Despite new concerns that economic growth may prove disappointing in the second half of 2013, Federal Reserve policymakers were edging closer to scaling back their huge economic stimulus efforts, according to the official summary of their last meeting. But they did not yet have a consensus on the timing of their actions.
The minutes of the central bank's Federal Open Market Committee meeting late last month, released Wednesday, showed hints that some committee members were more comfortable with easing back sooner rather than later on the Fed's program of purchasing $85 billion a month in government bonds and mortgage-backed securities.
In June, Fed Chairman Ben Bernanke indicated that the stimulus program could be scaled back later this year if economic data continued to be positive, but he left investors guessing as to whether that might begin as soon as September or be delayed until December or even later.
While "a few members emphasized the importance of being patient and evaluating additional information before deciding on any changes to the pace of asset purchases," a few others "suggested that it might soon be time to slow somewhat the pace of purchases," the summary of the July 30-31 meeting said.

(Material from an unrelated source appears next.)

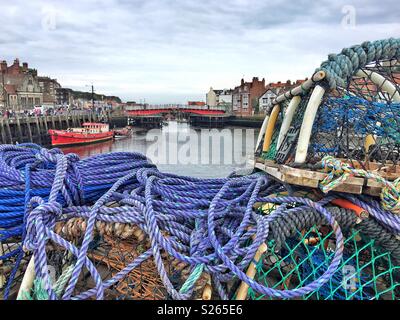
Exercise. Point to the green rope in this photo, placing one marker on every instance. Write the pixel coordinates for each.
(193, 277)
(63, 280)
(40, 293)
(339, 171)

Still, it was clear from the minutes that big doubts remained about the economy's underlying strength, and any change in policy remained contingent on the economic data that will come out before their next meeting on Sept. 17-18.
Despite continued strength in housing and auto sales, a number of participants indicated "that they were somewhat less confident about a near-term pickup in economic growth than they had been in June."
"Tapering is certainly on their minds, but they don't want to lock themselves in," Dean Maki, chief U.S. economist at Barclays, said in an interview before the release of the minutes.
He noted that to achieve the Fed's annual forecast of growth for 2013, the economy would have to expand at 3.25 percent to 3.5 percent in the second half of 2013.
Few economic observers expect that to happen, although the growth of the economy is expected to be better than the 1.4 percent rate of the first half of 2013.
Since Bernanke and the Federal Reserve first indicated that stimulus efforts might be eased, stock trading in both developed countries and in emerging markets has been volatile.